The defaults maxTimeout=60s and failureMultiplier=2 caused per-dial timeouts to escalate rapidly after failures. With concurrent paths, individual peers could stall a path for a full minute before failing. Fixed by capping at maxTimeout: 5_000ms, minTimeout: 2_000ms, failureMultiplier: 1.5.

Also fixed a silent bug: networkDialTimeout config option existed on KadDHTInit but was never wired to the Network constructor. User-provided timeout config was silently ignored.

Root cause 2: Merge iterator bottleneck (query/manager.ts, query/query-path.ts)

queryManager.run() uses it-merge (backed by it-queueless-pushable, an unbuffered single-item channel) to merge events from all disjoint paths. PATH_ENDED events, which signal path convergence, had to queue behind hundreds of PEER_RESPONSE/QUERY_ERROR events and could never flow through fast enough for the manager to terminate before the user's timeout fired.

Fixed by adding an onPathComplete callback to QueryPathOptions that fires directly on queue idle, bypassing the merge iterator entirely. The query manager uses this out-of-band signal to abort the merge loop when ≥60% of paths complete, without waiting for PATH_ENDED to propagate through the channel.

Root cause 3: FINAL_PEER correctness (peer-routing/index.ts)

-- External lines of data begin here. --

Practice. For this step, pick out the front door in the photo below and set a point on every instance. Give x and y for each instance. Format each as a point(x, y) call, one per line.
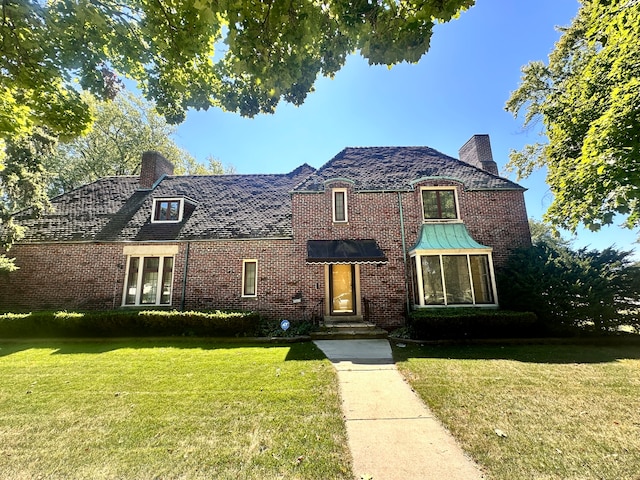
point(342, 289)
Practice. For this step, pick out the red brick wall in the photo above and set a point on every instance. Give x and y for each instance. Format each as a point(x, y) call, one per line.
point(494, 218)
point(59, 276)
point(91, 276)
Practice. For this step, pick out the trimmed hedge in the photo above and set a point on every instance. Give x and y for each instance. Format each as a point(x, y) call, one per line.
point(130, 323)
point(456, 324)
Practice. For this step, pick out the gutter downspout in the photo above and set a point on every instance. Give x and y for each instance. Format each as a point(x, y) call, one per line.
point(404, 253)
point(185, 270)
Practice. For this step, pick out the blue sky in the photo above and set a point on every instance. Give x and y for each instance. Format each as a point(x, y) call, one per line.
point(458, 89)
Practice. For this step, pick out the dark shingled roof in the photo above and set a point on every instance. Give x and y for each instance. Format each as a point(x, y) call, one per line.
point(237, 206)
point(216, 207)
point(395, 168)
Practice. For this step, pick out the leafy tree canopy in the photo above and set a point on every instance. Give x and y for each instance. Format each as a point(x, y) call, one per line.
point(588, 99)
point(122, 129)
point(572, 289)
point(243, 56)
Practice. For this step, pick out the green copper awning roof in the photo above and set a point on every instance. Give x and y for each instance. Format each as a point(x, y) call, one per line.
point(446, 236)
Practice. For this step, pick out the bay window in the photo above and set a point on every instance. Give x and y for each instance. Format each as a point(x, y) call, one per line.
point(453, 279)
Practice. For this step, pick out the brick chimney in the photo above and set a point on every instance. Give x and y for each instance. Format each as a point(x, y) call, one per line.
point(477, 152)
point(154, 165)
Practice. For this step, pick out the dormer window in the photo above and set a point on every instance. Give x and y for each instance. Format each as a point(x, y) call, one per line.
point(167, 210)
point(439, 204)
point(340, 205)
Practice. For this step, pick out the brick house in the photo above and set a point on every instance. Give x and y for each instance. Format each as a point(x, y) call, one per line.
point(371, 233)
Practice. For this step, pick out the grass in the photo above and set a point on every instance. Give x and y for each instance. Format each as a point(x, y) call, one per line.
point(183, 409)
point(536, 412)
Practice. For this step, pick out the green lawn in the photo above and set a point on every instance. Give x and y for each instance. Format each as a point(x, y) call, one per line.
point(536, 412)
point(185, 409)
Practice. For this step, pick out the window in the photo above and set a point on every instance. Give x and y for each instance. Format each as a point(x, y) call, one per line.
point(249, 278)
point(454, 280)
point(439, 204)
point(167, 210)
point(340, 205)
point(149, 280)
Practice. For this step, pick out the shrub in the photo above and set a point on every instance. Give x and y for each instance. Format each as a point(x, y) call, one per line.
point(436, 324)
point(573, 290)
point(129, 323)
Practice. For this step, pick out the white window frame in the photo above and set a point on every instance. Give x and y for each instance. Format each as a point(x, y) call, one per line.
point(244, 278)
point(156, 203)
point(440, 220)
point(420, 282)
point(139, 286)
point(343, 191)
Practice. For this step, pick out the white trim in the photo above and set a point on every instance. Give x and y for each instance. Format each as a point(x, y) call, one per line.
point(327, 288)
point(159, 285)
point(244, 276)
point(150, 250)
point(455, 199)
point(333, 205)
point(466, 253)
point(156, 201)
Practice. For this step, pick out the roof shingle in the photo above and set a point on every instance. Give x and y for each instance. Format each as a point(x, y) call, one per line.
point(396, 168)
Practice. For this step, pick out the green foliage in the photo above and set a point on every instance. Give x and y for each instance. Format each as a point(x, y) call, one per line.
point(241, 56)
point(568, 290)
point(22, 184)
point(456, 323)
point(128, 323)
point(588, 99)
point(122, 130)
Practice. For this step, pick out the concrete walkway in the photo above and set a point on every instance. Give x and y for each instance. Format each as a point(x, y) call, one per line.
point(392, 434)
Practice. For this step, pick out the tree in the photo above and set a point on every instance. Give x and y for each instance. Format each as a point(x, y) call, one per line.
point(22, 184)
point(588, 99)
point(238, 55)
point(122, 129)
point(569, 289)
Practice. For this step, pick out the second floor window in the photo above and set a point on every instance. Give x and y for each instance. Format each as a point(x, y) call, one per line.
point(439, 204)
point(340, 205)
point(167, 210)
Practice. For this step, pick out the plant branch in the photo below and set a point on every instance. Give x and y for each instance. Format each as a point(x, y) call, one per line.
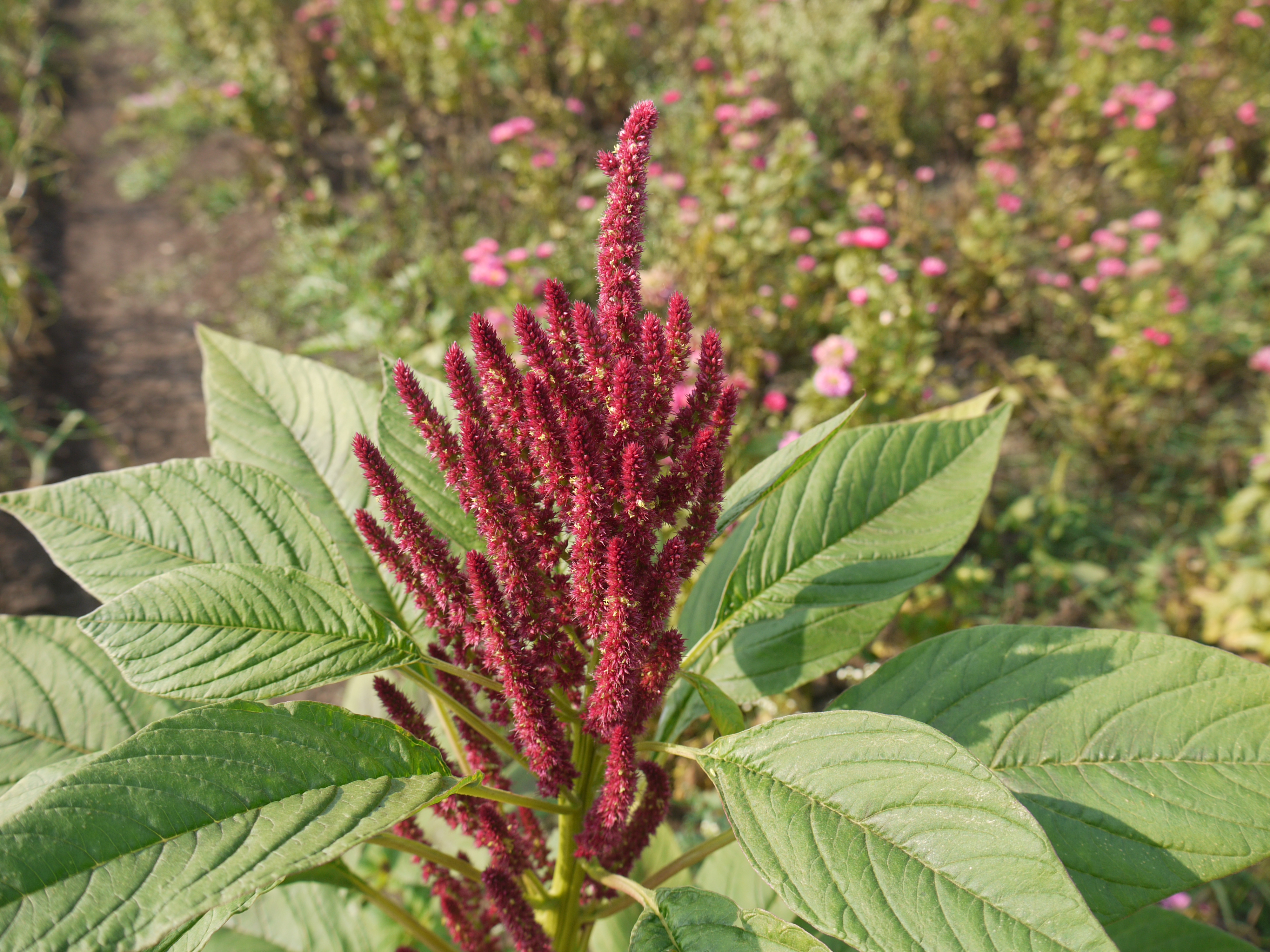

Per @achingbrain's review: the DHT requires crossover multiple independent paths resolving the same key must agree on the closest peers. Emitting FINAL_PEER events inline for every peer that responds (regardless of distance) breaks this invariant. Partially-completed queries should not emit results.

Fixed by accumulating contacted peers in a PeerDistanceList during traversal and only emitting FINAL_PEER events after the query fully converges. If the query is aborted (timeout), AbortError propagates naturally and no partial results are emitted callers get an error, not incorrect peer suggestions.

Stale value fix (content-fetching/index.ts)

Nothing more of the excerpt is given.